Si les partis communistes de ces pays et du monde entier ont condamné Tito, les gouvernements n'ont pas la même position, ils ont une attitude plus nuancée. C'est là que Tito espère trouver un appui, dans les autres pays balkanique qui eux-mêmes ne sont pas du tout enchantés de se trouver écrasés par la bureaucratie stalinienne. En Pologne, en Tchécoslovaquie, ça ne marche pas tout seul. Les méthodes de la bureaucratie sont aussi brutales que celles de Hitler, qui a fini par dresser contre lui tout le monde.
On ne peut pas tromper les gens en leur disant que c'est un différend idéologique. Cela déchire le voile que l'unanimité des partis communistes avait tissé autour de la bureaucratie stalinienne ;. Et nous devons partir de ce fait, si l'U.R.S.S. se conduit d'une façon oppressive vis-à-vis des nations plus faibles, cela démontre qu'il y a aussi oppression de classe en U.R.S.S. La racine de l'oppression nationale est l'oppression de classe. S'il n'y avait pas de bureaucratie en U.R.S.S. et d'inégalité sociale, il n'y aurait pas non plus traitement inégal des petites nations.

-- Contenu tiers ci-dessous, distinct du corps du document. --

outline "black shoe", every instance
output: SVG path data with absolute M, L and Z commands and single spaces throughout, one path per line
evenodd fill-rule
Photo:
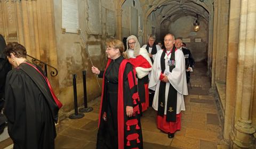
M 168 133 L 168 137 L 169 138 L 172 138 L 174 137 L 174 133 Z

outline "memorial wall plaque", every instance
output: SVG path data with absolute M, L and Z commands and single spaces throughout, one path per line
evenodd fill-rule
M 93 57 L 93 58 L 99 58 L 101 54 L 100 45 L 88 45 L 88 50 L 90 56 Z
M 89 34 L 99 34 L 100 30 L 99 0 L 88 0 L 87 2 Z
M 190 38 L 183 38 L 182 39 L 182 41 L 183 42 L 190 42 Z
M 61 15 L 62 32 L 78 33 L 78 8 L 77 0 L 62 0 Z
M 201 39 L 201 38 L 195 38 L 195 42 L 202 42 L 202 39 Z
M 108 36 L 115 36 L 116 33 L 116 19 L 114 11 L 106 9 L 106 25 Z
M 133 7 L 130 7 L 130 30 L 131 34 L 138 35 L 138 10 Z
M 4 35 L 4 28 L 2 27 L 4 27 L 4 19 L 3 17 L 3 2 L 2 1 L 0 1 L 0 34 L 2 35 Z
M 7 33 L 6 42 L 17 42 L 16 2 L 15 1 L 5 1 L 3 4 L 4 5 L 4 10 L 2 14 L 4 20 L 6 20 L 4 28 Z

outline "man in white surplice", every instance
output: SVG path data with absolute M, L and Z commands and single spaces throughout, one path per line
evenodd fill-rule
M 185 110 L 183 95 L 188 94 L 184 55 L 174 43 L 173 34 L 165 35 L 165 48 L 156 55 L 149 84 L 155 90 L 152 107 L 157 111 L 157 128 L 169 138 L 180 130 L 181 111 Z

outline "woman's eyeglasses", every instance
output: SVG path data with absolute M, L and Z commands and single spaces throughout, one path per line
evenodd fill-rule
M 136 42 L 131 42 L 131 43 L 128 42 L 129 45 L 135 45 L 135 43 L 136 43 Z

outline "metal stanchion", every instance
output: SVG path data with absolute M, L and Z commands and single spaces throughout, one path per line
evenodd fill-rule
M 76 74 L 73 74 L 73 89 L 74 89 L 74 104 L 75 107 L 75 113 L 73 113 L 68 117 L 70 119 L 79 119 L 84 116 L 83 113 L 78 113 L 77 108 L 77 95 L 76 92 Z
M 87 113 L 93 110 L 93 108 L 92 107 L 87 107 L 87 106 L 86 77 L 85 71 L 83 71 L 83 84 L 84 86 L 84 108 L 79 109 L 79 111 L 82 113 Z

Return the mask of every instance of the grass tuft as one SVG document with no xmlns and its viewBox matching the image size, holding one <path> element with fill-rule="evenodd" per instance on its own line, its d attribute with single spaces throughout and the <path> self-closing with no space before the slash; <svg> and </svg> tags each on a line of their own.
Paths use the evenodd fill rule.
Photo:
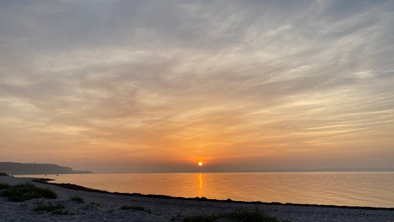
<svg viewBox="0 0 394 222">
<path fill-rule="evenodd" d="M 71 197 L 70 198 L 70 200 L 73 200 L 73 201 L 78 202 L 78 203 L 83 203 L 85 202 L 85 200 L 83 200 L 83 198 L 81 198 L 80 196 L 71 196 Z"/>
<path fill-rule="evenodd" d="M 0 192 L 0 196 L 4 196 L 9 201 L 12 202 L 22 202 L 40 198 L 48 199 L 58 198 L 56 193 L 53 191 L 46 188 L 37 187 L 28 182 L 9 186 Z"/>
<path fill-rule="evenodd" d="M 40 203 L 34 208 L 34 211 L 42 214 L 43 212 L 51 212 L 53 214 L 66 214 L 69 215 L 71 213 L 65 210 L 65 206 L 61 203 L 53 205 L 52 203 Z"/>
<path fill-rule="evenodd" d="M 146 209 L 142 206 L 122 206 L 121 207 L 121 210 L 140 210 L 140 211 L 144 211 L 147 213 L 151 214 L 151 210 L 148 209 Z"/>
<path fill-rule="evenodd" d="M 196 215 L 186 216 L 185 222 L 215 222 L 219 219 L 228 219 L 230 221 L 243 222 L 289 222 L 277 217 L 269 216 L 259 209 L 253 210 L 237 210 L 229 213 L 221 213 L 212 215 Z"/>
<path fill-rule="evenodd" d="M 0 182 L 0 189 L 8 189 L 10 185 L 8 183 Z"/>
</svg>

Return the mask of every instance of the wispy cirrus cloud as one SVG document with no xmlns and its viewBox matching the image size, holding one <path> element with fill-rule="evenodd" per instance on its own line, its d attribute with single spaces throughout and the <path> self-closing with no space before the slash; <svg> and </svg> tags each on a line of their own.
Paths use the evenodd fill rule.
<svg viewBox="0 0 394 222">
<path fill-rule="evenodd" d="M 393 155 L 391 1 L 0 4 L 3 160 Z"/>
</svg>

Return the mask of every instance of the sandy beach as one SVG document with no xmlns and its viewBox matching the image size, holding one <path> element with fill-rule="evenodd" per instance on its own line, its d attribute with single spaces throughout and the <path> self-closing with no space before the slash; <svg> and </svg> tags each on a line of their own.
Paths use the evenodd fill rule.
<svg viewBox="0 0 394 222">
<path fill-rule="evenodd" d="M 58 194 L 58 198 L 10 202 L 4 197 L 0 197 L 0 221 L 182 221 L 187 216 L 256 208 L 281 219 L 293 222 L 394 221 L 394 208 L 272 205 L 134 196 L 70 189 L 33 182 L 33 180 L 1 176 L 0 183 L 17 185 L 32 182 L 37 187 L 53 190 Z M 83 203 L 71 200 L 75 196 L 80 198 Z M 46 203 L 61 203 L 68 214 L 37 213 L 33 210 L 37 205 Z M 141 209 L 124 209 L 125 206 L 138 206 Z"/>
</svg>

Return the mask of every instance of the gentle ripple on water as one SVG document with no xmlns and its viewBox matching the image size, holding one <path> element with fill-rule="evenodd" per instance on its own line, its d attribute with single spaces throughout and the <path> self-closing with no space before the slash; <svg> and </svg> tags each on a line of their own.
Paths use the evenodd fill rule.
<svg viewBox="0 0 394 222">
<path fill-rule="evenodd" d="M 74 183 L 117 192 L 394 207 L 394 172 L 94 173 L 34 176 L 53 178 L 56 180 L 55 182 Z"/>
</svg>

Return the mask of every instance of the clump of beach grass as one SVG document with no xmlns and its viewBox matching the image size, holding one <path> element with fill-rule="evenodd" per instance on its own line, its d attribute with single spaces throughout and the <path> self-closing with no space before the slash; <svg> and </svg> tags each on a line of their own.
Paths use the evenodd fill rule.
<svg viewBox="0 0 394 222">
<path fill-rule="evenodd" d="M 0 182 L 0 190 L 10 188 L 10 185 L 8 183 Z"/>
<path fill-rule="evenodd" d="M 83 200 L 83 198 L 79 196 L 73 196 L 71 197 L 70 197 L 70 200 L 73 200 L 73 201 L 76 201 L 78 203 L 85 203 L 85 200 Z"/>
<path fill-rule="evenodd" d="M 65 214 L 69 215 L 71 213 L 65 210 L 65 206 L 62 203 L 57 203 L 55 205 L 49 203 L 40 203 L 37 207 L 33 209 L 33 211 L 38 214 L 44 212 L 51 212 L 52 214 Z"/>
<path fill-rule="evenodd" d="M 242 222 L 290 222 L 289 221 L 282 221 L 275 216 L 268 215 L 259 209 L 252 210 L 241 210 L 232 212 L 212 215 L 189 216 L 183 219 L 185 222 L 216 222 L 223 221 L 223 220 Z"/>
<path fill-rule="evenodd" d="M 122 206 L 121 207 L 121 210 L 140 210 L 140 211 L 144 211 L 148 214 L 151 214 L 151 210 L 148 209 L 146 209 L 142 206 L 128 206 L 128 205 L 125 205 L 125 206 Z"/>
<path fill-rule="evenodd" d="M 1 185 L 4 187 L 0 191 L 0 196 L 6 197 L 9 201 L 22 202 L 34 198 L 55 199 L 58 194 L 49 189 L 37 187 L 26 182 L 16 185 Z"/>
</svg>

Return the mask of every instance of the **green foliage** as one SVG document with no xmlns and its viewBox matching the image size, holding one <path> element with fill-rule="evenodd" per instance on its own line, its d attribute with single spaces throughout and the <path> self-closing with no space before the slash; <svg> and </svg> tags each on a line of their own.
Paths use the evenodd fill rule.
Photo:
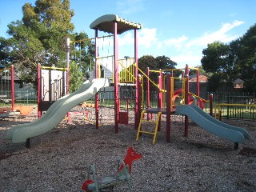
<svg viewBox="0 0 256 192">
<path fill-rule="evenodd" d="M 224 82 L 232 83 L 235 79 L 241 78 L 245 81 L 245 90 L 255 92 L 255 24 L 242 37 L 230 44 L 224 44 L 220 42 L 209 44 L 207 48 L 202 50 L 203 57 L 201 62 L 203 70 L 214 76 L 210 78 L 210 90 L 216 90 L 216 82 L 218 82 L 219 85 Z M 218 78 L 216 78 L 217 75 Z"/>
<path fill-rule="evenodd" d="M 37 86 L 38 64 L 66 67 L 66 38 L 76 41 L 88 37 L 84 32 L 73 32 L 74 12 L 70 10 L 70 0 L 37 0 L 34 5 L 25 3 L 22 20 L 8 25 L 10 38 L 0 38 L 0 62 L 6 66 L 14 64 L 21 80 Z M 89 40 L 70 45 L 70 59 L 86 78 L 94 51 L 94 44 Z M 74 54 L 80 54 L 79 60 L 72 57 Z"/>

    Si l'U.R.S.S. avait traité sur un pied d'égalité la Yougoslavie, ils seraient fous d'avoir agi de cette façon. Quel intérêt a la Yougoslavie, si elle était traitée sur pied d'égalité, de se tourner vers le monde occidental ?

    Du reste ils ne peuvent pas voiler entièrement ce fait, ils s'évertuent donc dans tous leurs articles d'expliquer que l'U.R.S.S. a joué un rôle éminent dans la libération des peuples... L'U.R.S.S. a le droit de critiquer les petits pays, mais les petits pays n'ont pas le droit de critiquer l'U.R.S.S. Même si l'U.R.S.S. joue un rôle spécial, cela n'implique pas l'inégalité entre nations. Car ainsi l'impérialisme justifie aussi le traitement vis-à-vis des colonies, parce qu'il apporte la culture. Ou l'Amérique vis-à-vis de l'Europe, "ils ont un rôle spécial dans le défense de l'Europe occidentale".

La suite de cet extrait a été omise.